Hacker News new | ask | show | jobs
by cybojanek 3980 days ago
Yes you can - take the hash of the input and token, and compare those. Now you're trying to cause a sha256 collision. Good luck!
3 comments

Except that that still leaves you open to a dictionary attack.

Or rather, it accelerates a dictionary attack from O(sizeof(dictionary)) tries to O(length(hash)) tries.

(Let's suppose you are comparing by hex digits. You try 16 dictionary "words" whose hashes start with 0...f. One of those should take slightly longer. You then try 16 dictionary "words" whose hashes start with the digit found previously with different second digits. (Skip any digits that you don't have a word for.) One of those should take slightly longer... Repeat until found.)

This can be mitigated with a salt - if and only if you manage to prevent the user from figuring out how your salting scheme works.

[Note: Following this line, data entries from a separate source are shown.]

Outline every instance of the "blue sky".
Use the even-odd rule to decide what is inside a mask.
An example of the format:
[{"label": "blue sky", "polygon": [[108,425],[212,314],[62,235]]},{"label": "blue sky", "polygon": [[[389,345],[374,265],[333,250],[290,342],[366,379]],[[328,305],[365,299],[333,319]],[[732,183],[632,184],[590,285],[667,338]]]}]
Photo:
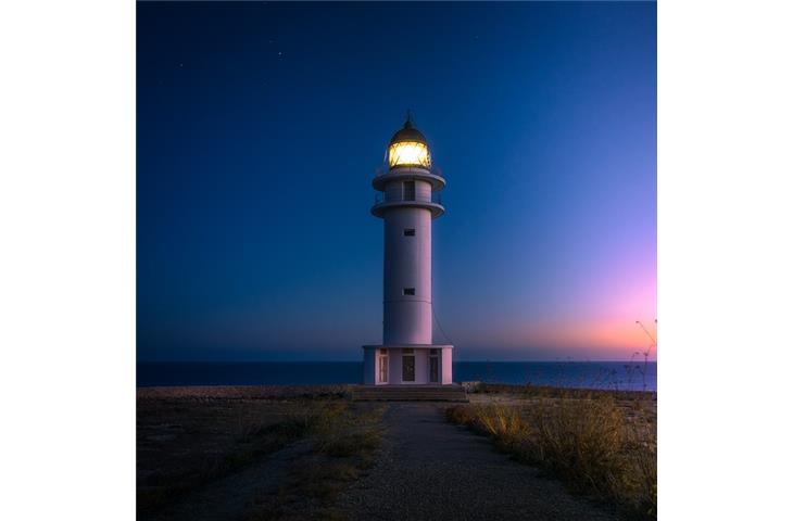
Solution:
[{"label": "blue sky", "polygon": [[456,358],[646,347],[655,3],[139,2],[137,33],[139,360],[378,342],[370,179],[407,107],[448,180],[433,301]]}]

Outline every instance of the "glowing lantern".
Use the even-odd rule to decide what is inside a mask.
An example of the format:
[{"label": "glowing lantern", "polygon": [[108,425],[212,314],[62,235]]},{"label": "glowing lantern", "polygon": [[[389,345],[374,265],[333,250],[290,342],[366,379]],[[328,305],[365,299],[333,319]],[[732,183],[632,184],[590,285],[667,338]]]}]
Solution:
[{"label": "glowing lantern", "polygon": [[391,168],[417,166],[428,169],[431,166],[427,140],[421,132],[413,127],[410,119],[391,138],[388,145],[388,166]]}]

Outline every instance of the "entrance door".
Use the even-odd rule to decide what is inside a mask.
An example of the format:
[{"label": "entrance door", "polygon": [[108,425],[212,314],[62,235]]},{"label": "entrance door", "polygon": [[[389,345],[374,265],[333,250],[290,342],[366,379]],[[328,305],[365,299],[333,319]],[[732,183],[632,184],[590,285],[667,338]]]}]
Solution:
[{"label": "entrance door", "polygon": [[388,383],[388,350],[377,355],[377,383]]},{"label": "entrance door", "polygon": [[438,383],[438,355],[429,355],[429,381]]},{"label": "entrance door", "polygon": [[403,382],[415,382],[416,381],[416,356],[415,355],[402,355],[402,381]]}]

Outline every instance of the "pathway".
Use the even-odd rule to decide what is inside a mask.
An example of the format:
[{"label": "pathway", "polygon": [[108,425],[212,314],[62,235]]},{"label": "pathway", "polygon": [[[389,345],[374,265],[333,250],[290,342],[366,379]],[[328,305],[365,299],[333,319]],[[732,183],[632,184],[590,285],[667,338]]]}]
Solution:
[{"label": "pathway", "polygon": [[429,403],[391,403],[381,455],[339,506],[357,520],[614,520],[537,468],[448,423]]}]

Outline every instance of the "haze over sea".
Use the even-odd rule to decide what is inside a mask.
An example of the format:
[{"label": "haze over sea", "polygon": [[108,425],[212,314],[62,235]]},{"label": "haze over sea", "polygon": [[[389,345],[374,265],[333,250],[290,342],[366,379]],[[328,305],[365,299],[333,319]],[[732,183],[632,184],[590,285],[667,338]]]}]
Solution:
[{"label": "haze over sea", "polygon": [[[361,383],[360,361],[139,363],[137,385],[310,385]],[[455,361],[454,381],[656,391],[656,363]]]}]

You still have to perform the byte-by-byte comparison and this is where TheLoneWolfling alleges the optimizations kick in and give away secrets. However, from my testing, the variations in timing are unpredictable (I get variations on compare speed on different runs of the same program with the same input) and small and would be swallowed up by variations in network latency.
You could probably do that relatively safely with bit operations, but I expect to be proved wrong.

Something like this should work:

    /* Swap char for uint<register_size> for speed */
    #define CMP_TYPE char

    /* Assuming char* sha256(char* input); */
    CMP_TYPE* input_hash=(CMP_TYPE*) sha256(input);
    CMP_TYPE* token_hash=(CMP_TYPE*) sha256(token); /* Precomputed? */
    /* max_pos=32 for char on most systems */
    int max_pos=256 >> (3 + sizeof(CMP_TYPE));

    char cmp=0;
    for (int i=0;i<max_pos;i++) {
        cmp = cmp | (token_hash[i] ^ input_hash[i]);
    }
    return (cmp != 0);
The reason for the CMP_TYPE #define is so that you can optimise the comparison by replacing char with uint32 or uint64.
Again, the compiler is free to optimize that to data-dependent time. It's relatively unlikely to do so on current machines (the time saved is unlikely to be worth the potential of a pipeline stall), but it's free to do so.

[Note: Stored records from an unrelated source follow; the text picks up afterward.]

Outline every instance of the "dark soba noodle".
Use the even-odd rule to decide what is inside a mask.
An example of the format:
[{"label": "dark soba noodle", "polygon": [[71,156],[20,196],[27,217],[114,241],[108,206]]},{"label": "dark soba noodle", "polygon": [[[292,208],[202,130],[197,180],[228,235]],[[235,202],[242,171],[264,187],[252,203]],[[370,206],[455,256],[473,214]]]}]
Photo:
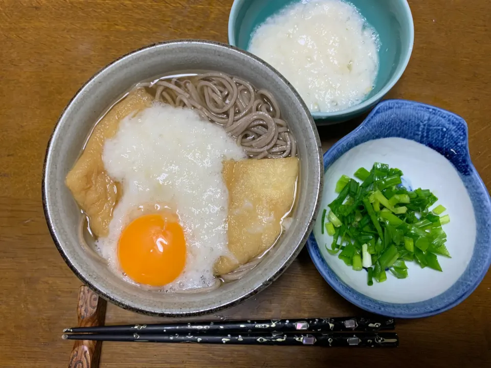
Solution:
[{"label": "dark soba noodle", "polygon": [[295,137],[281,118],[279,106],[265,89],[256,90],[240,78],[221,73],[161,79],[140,83],[154,91],[156,101],[195,109],[222,127],[251,158],[297,154]]}]

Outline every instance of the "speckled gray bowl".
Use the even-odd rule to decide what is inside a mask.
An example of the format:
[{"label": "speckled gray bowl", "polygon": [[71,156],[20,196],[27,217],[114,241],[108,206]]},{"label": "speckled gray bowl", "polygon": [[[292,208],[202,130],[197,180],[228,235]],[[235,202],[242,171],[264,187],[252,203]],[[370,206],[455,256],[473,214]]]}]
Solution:
[{"label": "speckled gray bowl", "polygon": [[[300,175],[296,221],[254,272],[209,293],[177,294],[146,290],[127,283],[82,248],[77,235],[80,210],[65,186],[64,178],[95,122],[123,93],[140,81],[190,70],[229,73],[273,92],[297,137]],[[137,50],[109,64],[91,78],[66,107],[48,145],[42,179],[44,215],[66,264],[103,297],[146,314],[198,315],[243,301],[271,284],[295,259],[318,211],[322,167],[320,142],[311,116],[295,89],[269,65],[224,44],[190,40],[164,42]]]}]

For instance, it's legal for the compiler to insert a strcmp fallthrough (`if input == token: return true`, or rather the strcmp equivalent) at the start, I'm pretty sure.

I have a bunch of other replies in this thread that touch on this, but suffice to say it's not just the comparison that matters.

For one thing, you have to assume that the SHA function is data-independent time (which, again, good luck doing in C / C++).

For another thing, noise in timing attacks doesn't prevent them. Even at levels of noise that seemingly obscure everything. And it's a very bad thing to rely on network latency being unpredictable enough.

Since an optimizing compiler is free to go to town on functions such as string comparison, are these functions typically written in assembler per-architecture? I.e. one for x86 and x86-64, another for MIPS, RISC, etc?
a) You're just punting the timing attack off to the SHA algorithm.

b) There is no SHA algorithm in the C / C++ standard library (that I know of), muchless a guaranteed constant-time (or rather, data-independent) one.

c) The compiler is well within its rights to insert "busy_loop_for_ms(input_char);" anywhere it wishes. It is unlikely to do so, but it is allowed to. As I said: C and C++ don't have any notion of constant or variable time.